Saturday, May 5, 2012

World War II POW Camp in Ohio

Leo and I decided to drive up to Port Clinton, Ohio a few weeks ago, which is about an hour or so away from Toledo. The area is most famous for Cedar Point, the huge amusement park, but we wanted to check out the small towns along the way and go for a drive in the country.

While Port Clinton was quaint and cute (and the jumping off point for Put-in-Bay, an archipelego in the Great Lakes) what most struck me was our stop along the way to Camp Perry. Nowadays, Camp Perry is most known for having the world's largest Civilian Marksmenship Competition, where people come to competition shoot but back in the day it was a functioning military installation.

It still is to some extent but not much. Leo's had to train there a few times but it's pretty dead.

However, the camp does house hundreds of little white cabins all set in rows upon rows upon rows.

I learned they were housing for German and Italian POW's during World War II.

I thought I was pretty good at history but I seriously never knew there were POW camps here in the US (besides the Japanese camps). It makes sense but somehow I never put two and two together.

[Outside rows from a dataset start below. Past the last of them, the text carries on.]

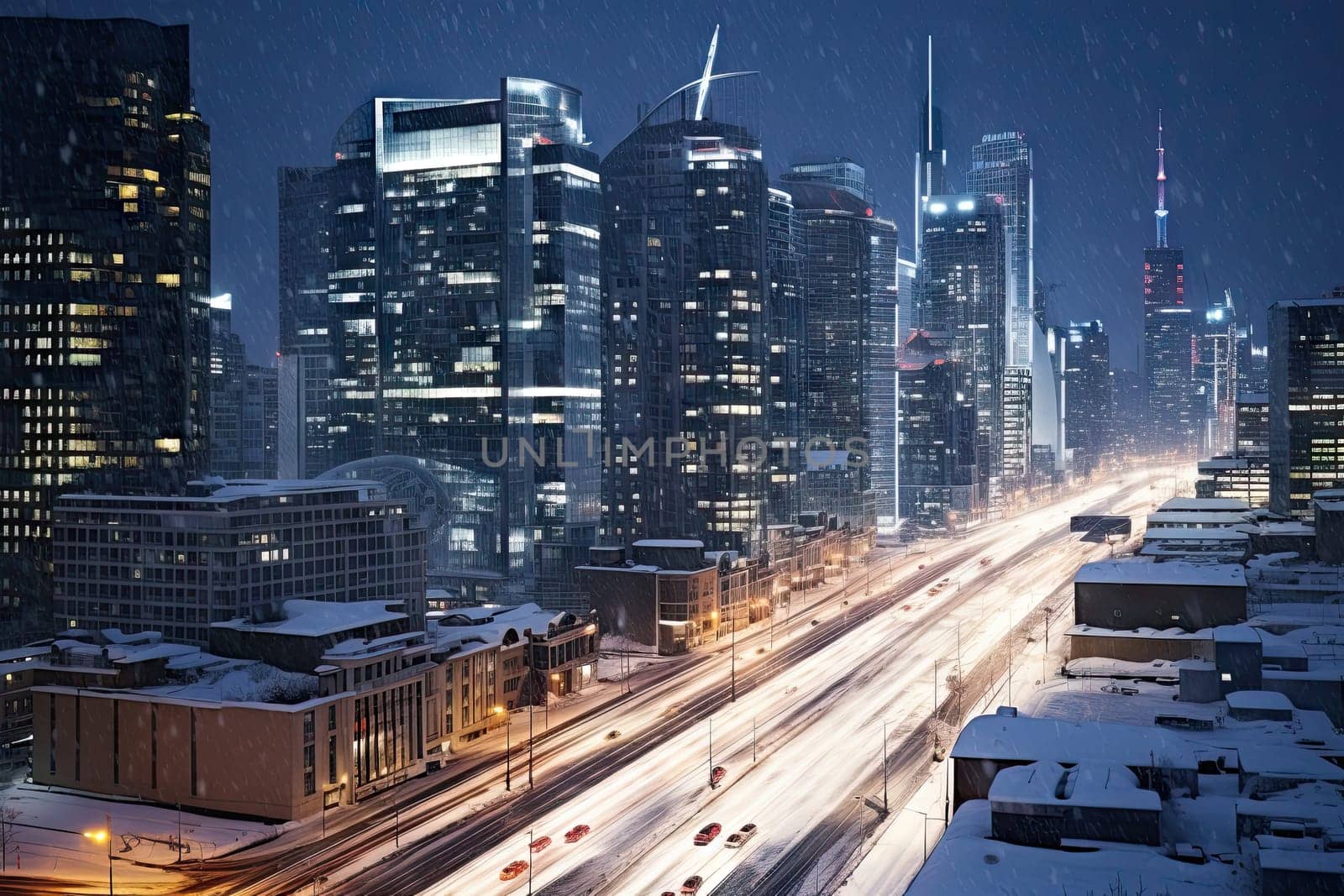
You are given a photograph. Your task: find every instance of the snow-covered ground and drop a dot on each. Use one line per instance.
(46, 839)
(817, 730)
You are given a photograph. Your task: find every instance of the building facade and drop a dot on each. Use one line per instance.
(1000, 165)
(232, 550)
(1088, 418)
(687, 327)
(851, 291)
(964, 275)
(104, 280)
(1305, 418)
(459, 246)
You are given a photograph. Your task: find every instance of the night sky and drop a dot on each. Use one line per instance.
(1254, 113)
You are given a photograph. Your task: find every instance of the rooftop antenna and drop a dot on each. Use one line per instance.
(705, 78)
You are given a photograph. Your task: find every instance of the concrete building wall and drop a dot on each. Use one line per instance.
(1158, 606)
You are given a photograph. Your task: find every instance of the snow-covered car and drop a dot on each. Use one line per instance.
(706, 835)
(741, 837)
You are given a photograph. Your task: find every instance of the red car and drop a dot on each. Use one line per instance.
(706, 836)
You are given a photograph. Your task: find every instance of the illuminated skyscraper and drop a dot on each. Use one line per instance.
(1167, 332)
(850, 275)
(1000, 165)
(964, 275)
(788, 342)
(104, 280)
(687, 322)
(1305, 385)
(459, 242)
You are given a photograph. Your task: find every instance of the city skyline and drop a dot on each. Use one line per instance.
(1095, 93)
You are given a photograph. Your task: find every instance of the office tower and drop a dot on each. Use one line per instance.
(850, 288)
(687, 325)
(228, 385)
(306, 344)
(1000, 165)
(104, 280)
(459, 242)
(245, 547)
(1088, 418)
(938, 483)
(964, 275)
(1167, 363)
(1215, 375)
(260, 425)
(1128, 407)
(931, 181)
(1018, 437)
(1305, 383)
(788, 342)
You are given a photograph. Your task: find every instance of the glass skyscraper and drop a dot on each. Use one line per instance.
(964, 270)
(104, 280)
(463, 301)
(1305, 385)
(850, 288)
(788, 342)
(1000, 165)
(687, 322)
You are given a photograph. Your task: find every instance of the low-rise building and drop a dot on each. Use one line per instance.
(1133, 593)
(228, 550)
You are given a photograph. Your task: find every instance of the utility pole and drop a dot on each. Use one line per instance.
(886, 808)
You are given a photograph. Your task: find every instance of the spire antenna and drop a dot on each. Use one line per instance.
(705, 78)
(1160, 212)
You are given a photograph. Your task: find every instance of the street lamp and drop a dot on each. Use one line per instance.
(104, 837)
(508, 743)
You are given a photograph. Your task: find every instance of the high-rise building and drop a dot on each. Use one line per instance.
(788, 342)
(964, 275)
(1305, 383)
(850, 288)
(306, 345)
(1000, 165)
(459, 242)
(228, 385)
(1167, 322)
(938, 484)
(260, 426)
(687, 325)
(1018, 426)
(1088, 418)
(931, 181)
(104, 280)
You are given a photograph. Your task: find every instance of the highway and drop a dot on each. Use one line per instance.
(816, 705)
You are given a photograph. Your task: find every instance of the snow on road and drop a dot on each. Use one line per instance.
(817, 727)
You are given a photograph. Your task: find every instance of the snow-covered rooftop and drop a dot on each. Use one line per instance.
(1095, 785)
(1261, 700)
(1131, 571)
(315, 618)
(1180, 504)
(669, 543)
(1026, 738)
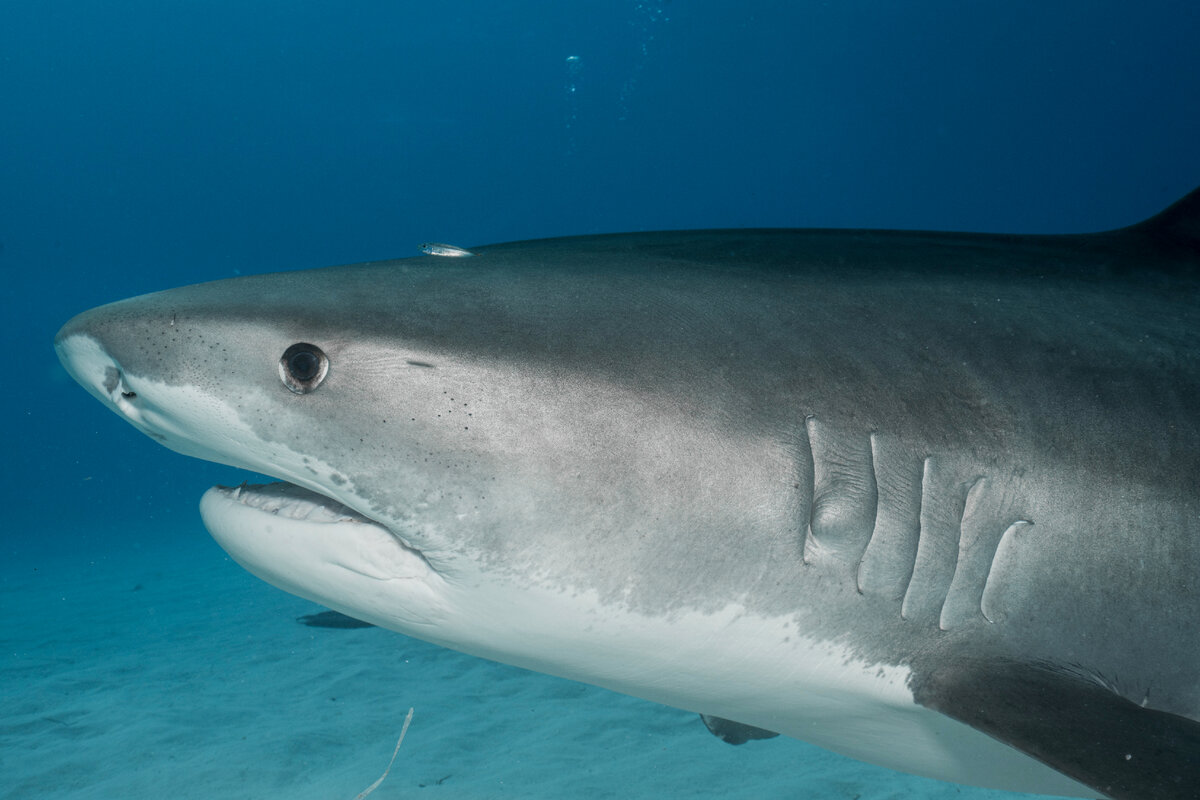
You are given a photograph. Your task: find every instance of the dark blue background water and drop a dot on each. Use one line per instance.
(147, 144)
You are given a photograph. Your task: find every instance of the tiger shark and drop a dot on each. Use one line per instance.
(927, 499)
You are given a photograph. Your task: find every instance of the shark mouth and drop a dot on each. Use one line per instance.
(292, 501)
(282, 533)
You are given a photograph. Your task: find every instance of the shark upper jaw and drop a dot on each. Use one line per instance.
(315, 540)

Most are completely uninhabitable but it was so eerie looking at them, knowing you were staring at a real pice of history. They are also completely creepy and when I managed enough courage to look into one, I saw a burned out old mattress and bed frame, empty beer cans and a lot of trash.

Not sure if they are now a bum camp or a teenage get-away.

When I mentioned it to a guy a t work, he told me that on his grandfather's farm there used to be several POW's working. They were allowed to work there because so many American men were gone. They obviously weren't going anywhere, since the majority wouldn't have spoken English (although this area was settled by Germans so I'm sure the Germand could have gotten by somehow) and didn't have any money. Not to mention, working in a field in Ohio is better than getting your head shot off in Russia. Just barely.